- Type: Naval gun
- Place of origin: United States

Service history
- Used by: United States Navy

Production history
- Designer: Bureau of Ordnance
- Designed: 1917
- Manufacturer: US Naval Gun Factory (NGF)
- Produced: 1918-1921
- No. built: Nos. 256–285 NGF; Nos. 286–301 Midvale; Nos. 302–334 NGF;
- Variants: Mark 7 Mod 0

Specifications
- Mass: 5,560 lb (2,520 kg) (without breech block); 5,560 lb (2,520 kg) (with breech block);
- Length: 190 in (4,800 mm)
- Barrel length: 182.9 in (4,650 mm) bore (22.9 (23) calibers)
- Shell: 285 lb (129 kg)
- Caliber: 8 in (203 mm)
- Elevation: −5° to +20°
- Traverse: −150° to +150°
- Rate of fire: 3–4 round per minute
- Muzzle velocity: 700 ft/s (210 m/s)
- Effective firing range: 2,600 yd (2,400 m) at 20.8° elevation

= 8-inch/23-caliber gun =

The 8"/23 caliber gun (spoken "eight-inch-twenty-three-caliber") were planned as an anti-submarine warfare howitzer that could be mounted on destroyers. It was further planned that they would be mounted on gunboats, cruisers, and battleships.

==Design==
After the successful testing of the British 7.5-inch howitzer for anti-submarine warfare (ASW), US Force Commander, Vice Admiral William Sims, recommended that the US Navy develop a similar weapon, with a range of 2800 yd and a bursting charge of 71 lb. Two of the British guns were placed on , after which Sims recommended placing two of the new Mark 8s on all US destroyers. It was expected that the new gun would replace the standard 4 in/50 caliber Mk 9 guns on the same Mk 11 Mod 1 or 2 mounts.
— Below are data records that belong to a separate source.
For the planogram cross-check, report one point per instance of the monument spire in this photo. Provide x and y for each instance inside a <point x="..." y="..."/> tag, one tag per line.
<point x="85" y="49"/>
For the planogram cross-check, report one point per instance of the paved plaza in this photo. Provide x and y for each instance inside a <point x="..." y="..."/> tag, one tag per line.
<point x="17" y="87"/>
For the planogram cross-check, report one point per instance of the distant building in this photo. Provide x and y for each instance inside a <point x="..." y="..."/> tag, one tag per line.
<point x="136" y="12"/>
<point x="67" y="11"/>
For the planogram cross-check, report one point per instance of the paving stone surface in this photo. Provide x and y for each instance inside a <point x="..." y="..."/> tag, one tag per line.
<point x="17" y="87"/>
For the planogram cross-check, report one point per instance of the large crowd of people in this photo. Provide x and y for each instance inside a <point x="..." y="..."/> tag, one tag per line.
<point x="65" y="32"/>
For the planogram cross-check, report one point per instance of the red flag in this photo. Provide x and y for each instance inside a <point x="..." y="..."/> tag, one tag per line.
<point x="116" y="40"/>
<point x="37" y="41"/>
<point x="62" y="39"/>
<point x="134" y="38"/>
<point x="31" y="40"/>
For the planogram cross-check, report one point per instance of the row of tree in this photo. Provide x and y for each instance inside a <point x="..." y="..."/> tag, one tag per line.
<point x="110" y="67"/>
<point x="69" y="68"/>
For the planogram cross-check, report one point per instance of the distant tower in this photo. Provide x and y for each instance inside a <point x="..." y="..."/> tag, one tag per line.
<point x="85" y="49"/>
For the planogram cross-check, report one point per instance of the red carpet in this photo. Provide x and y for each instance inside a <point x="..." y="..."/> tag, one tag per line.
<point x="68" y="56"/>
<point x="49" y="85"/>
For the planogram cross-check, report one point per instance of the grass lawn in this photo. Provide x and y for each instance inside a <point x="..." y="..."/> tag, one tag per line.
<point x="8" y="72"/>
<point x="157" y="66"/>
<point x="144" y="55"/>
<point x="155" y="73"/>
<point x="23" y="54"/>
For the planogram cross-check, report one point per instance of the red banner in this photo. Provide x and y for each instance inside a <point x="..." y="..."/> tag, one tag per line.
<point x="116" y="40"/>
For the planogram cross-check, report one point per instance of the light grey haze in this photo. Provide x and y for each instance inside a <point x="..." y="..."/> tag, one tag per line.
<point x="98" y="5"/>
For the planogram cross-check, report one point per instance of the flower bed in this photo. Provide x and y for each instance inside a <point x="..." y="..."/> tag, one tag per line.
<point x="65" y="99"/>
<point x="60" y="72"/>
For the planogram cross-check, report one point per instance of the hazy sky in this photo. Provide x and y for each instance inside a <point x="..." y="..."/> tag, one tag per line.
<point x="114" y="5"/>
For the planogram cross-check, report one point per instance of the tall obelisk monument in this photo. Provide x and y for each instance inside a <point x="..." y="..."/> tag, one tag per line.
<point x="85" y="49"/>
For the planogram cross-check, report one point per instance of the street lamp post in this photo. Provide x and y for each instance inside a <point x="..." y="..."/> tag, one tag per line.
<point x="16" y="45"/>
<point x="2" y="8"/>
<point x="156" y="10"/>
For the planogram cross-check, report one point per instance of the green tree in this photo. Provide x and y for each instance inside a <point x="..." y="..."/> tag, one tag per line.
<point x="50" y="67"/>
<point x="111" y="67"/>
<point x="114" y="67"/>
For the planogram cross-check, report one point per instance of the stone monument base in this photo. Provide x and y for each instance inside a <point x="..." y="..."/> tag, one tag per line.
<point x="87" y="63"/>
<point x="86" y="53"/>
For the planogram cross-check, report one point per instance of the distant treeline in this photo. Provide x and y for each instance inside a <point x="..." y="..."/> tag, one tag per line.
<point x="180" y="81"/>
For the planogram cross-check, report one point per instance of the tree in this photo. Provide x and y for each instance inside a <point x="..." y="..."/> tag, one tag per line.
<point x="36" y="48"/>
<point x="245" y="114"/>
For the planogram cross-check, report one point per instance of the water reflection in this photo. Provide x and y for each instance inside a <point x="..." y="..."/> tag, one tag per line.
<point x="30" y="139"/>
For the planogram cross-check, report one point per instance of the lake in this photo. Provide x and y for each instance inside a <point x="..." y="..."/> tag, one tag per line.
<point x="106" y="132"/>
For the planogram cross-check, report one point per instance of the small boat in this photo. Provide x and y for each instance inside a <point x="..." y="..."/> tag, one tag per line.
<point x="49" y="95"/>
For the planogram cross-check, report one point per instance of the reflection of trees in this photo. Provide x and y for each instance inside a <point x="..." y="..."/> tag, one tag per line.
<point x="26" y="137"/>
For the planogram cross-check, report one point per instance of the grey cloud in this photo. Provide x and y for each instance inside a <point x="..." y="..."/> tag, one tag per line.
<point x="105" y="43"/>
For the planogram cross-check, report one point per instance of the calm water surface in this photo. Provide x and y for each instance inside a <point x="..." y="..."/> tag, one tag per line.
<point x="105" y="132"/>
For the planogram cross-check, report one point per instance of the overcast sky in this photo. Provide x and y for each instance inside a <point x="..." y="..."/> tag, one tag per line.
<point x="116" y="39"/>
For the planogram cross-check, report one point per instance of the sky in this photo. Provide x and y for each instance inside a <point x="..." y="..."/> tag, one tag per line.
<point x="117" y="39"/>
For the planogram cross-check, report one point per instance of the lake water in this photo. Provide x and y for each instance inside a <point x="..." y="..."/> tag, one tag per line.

The gun was designed to fire a flat-nose Mk 12 Mod 4 shell, that was 43.25 in long and weighed 285 lb, including the 75 lb bursting charge, 2600 yd. It also could have been modified, by adding an arbor or similar insert into its barrel, for firing a depth charge.

==Construction==
The gun consisted of a tube of single alloy-steel forging. They weighed 5560 lb, with the breech, with a barrel length of 190 in and a bore of 23 calibers.

==Service history==
Gun No. 256, was fire tested in February 1918. Eighty-nine guns were ordered, from both the US Naval Gun Factory (NGF) and Midvale Steel. Some of the gun cards though, have blank completion dates, with No. 326, being the highest gun tested, with a firing date of 20 December 1921. In the end, none were ever mounted and none survived until WWII.